By Emanuele Stefanori & Michela Guida, translated into English by Ruth Stephens
Chapter 1 – Da Ettore
In the heart of a country shaped like a boot, at the top of a hill richly covered in trees and vines, stands a delightful mediaeval village.
Within its high walls a labyrinth of streets and alleyways wind upwards around the many little red-roofed houses. On the main street, old workshops display to the outside world local crafts and products which are typical of the region. Every Tuesday, in one of the main squares, the market stalls attract all the women of the village with their shopping trolleys. On Sundays, the men gather at the small tables outside the bar next to the town hall to drink coffee, read the newspapers, smoke cigarettes and pass the hours playing cards or talking politics and commenting on the latest football news. On other days, life inside those high walls passes uneventfully, enlivened at weekends by little groups of tourists taking photographs of the magnificent views and filling the trattorias.
In the shadow of the old bell-tower and its clock, half hidden in a little side street, a wooden door leads into the restaurant ‘Da Ettore’. The two rooms of the premises are in a traditional rustic style. The stone walls are hung with large copper pots and old oil paintings portraying scenes of life in the fields. Among high shelves full of bottles of wine and wooden barrels, ten or so tables are laid with a simple elegance. Beside a beautiful chimney, now only ornamental, is a small bar and a table with a cash register. Behind it can be seen, if one looks carefully, a black and white photo fixed to the wall: a man in his forties with a bushy moustache and a hat is posing in front of the entrance to the restaurant with all his family. He is elegantly dressed; Signor Ettore Agnolotti liked to be impeccable on every occasion.

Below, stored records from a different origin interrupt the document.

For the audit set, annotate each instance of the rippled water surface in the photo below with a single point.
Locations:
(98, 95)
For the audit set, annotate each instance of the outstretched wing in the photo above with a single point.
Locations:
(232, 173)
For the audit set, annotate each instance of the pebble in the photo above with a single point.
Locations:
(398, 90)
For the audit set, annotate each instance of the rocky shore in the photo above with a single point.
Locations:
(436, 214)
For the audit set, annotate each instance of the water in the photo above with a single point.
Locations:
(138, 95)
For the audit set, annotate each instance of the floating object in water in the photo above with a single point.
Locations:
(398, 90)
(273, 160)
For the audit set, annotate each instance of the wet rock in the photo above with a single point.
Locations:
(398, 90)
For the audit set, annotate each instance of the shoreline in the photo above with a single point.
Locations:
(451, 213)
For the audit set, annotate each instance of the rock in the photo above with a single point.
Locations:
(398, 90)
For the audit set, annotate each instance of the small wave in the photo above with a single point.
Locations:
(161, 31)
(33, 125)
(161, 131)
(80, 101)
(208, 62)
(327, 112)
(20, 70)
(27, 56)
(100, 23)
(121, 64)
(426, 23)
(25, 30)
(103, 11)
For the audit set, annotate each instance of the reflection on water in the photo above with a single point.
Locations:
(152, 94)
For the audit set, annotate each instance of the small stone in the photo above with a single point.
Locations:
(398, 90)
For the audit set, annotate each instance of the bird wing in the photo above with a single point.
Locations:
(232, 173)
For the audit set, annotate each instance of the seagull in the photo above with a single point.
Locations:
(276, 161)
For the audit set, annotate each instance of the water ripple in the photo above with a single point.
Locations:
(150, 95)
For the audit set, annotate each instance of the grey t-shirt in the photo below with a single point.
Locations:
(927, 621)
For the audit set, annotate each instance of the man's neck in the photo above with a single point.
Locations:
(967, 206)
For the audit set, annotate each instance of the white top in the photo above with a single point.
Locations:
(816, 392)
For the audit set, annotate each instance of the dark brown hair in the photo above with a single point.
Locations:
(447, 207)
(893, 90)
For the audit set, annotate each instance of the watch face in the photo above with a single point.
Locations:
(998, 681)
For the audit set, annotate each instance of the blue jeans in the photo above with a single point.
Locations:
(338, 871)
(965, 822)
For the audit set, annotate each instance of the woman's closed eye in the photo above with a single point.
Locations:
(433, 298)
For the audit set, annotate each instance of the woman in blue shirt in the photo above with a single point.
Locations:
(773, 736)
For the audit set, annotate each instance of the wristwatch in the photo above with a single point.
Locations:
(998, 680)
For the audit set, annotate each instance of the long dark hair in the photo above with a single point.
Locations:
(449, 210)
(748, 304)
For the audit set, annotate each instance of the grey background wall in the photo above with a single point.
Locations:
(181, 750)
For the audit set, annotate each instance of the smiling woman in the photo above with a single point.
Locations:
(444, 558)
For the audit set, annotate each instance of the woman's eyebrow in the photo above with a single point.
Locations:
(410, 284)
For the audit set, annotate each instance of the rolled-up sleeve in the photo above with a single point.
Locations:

With his wife, Lucia, Signor Ettore had opened the restaurant some years before the photo was taken. The son of farmers, after the war he had moved into the village to find work. He had started as a waiter and dishwasher in a hostelry near the market while dreaming of one day having a restaurant of his own. As the days passed he collected in an exercise book his mother’s recipes which had been passed down from one generation to the next. It was, in fact, the tradition of these recipes which spurred Ettore to make his dream a reality and chart his own future. And one day came the chance of a lifetime: he was offered the position of head chef in the hostelry’s kitchen. Having gained some experience in front of the stoves, Signor Ettore bought his own premises with the intention of finally reproducing his mother’s recipes, which he had jealously guarded in his exercise book. Very soon the quality of his cuisine and the courteous geniality of the Agnolotti family become famous throughout the surrounding area.
Oreste, Signor Ettore’s son, had started helping his father from a very young age, learning to cook and carrying on the family tradition. On coming of age, Oreste had inherited the restaurant but hadn’t changed either the name or the excellent atmosphere. And still today, whoever dines at Da Ettore can see an old notebook with a black cover, propped on the mantelpiece of the chimney.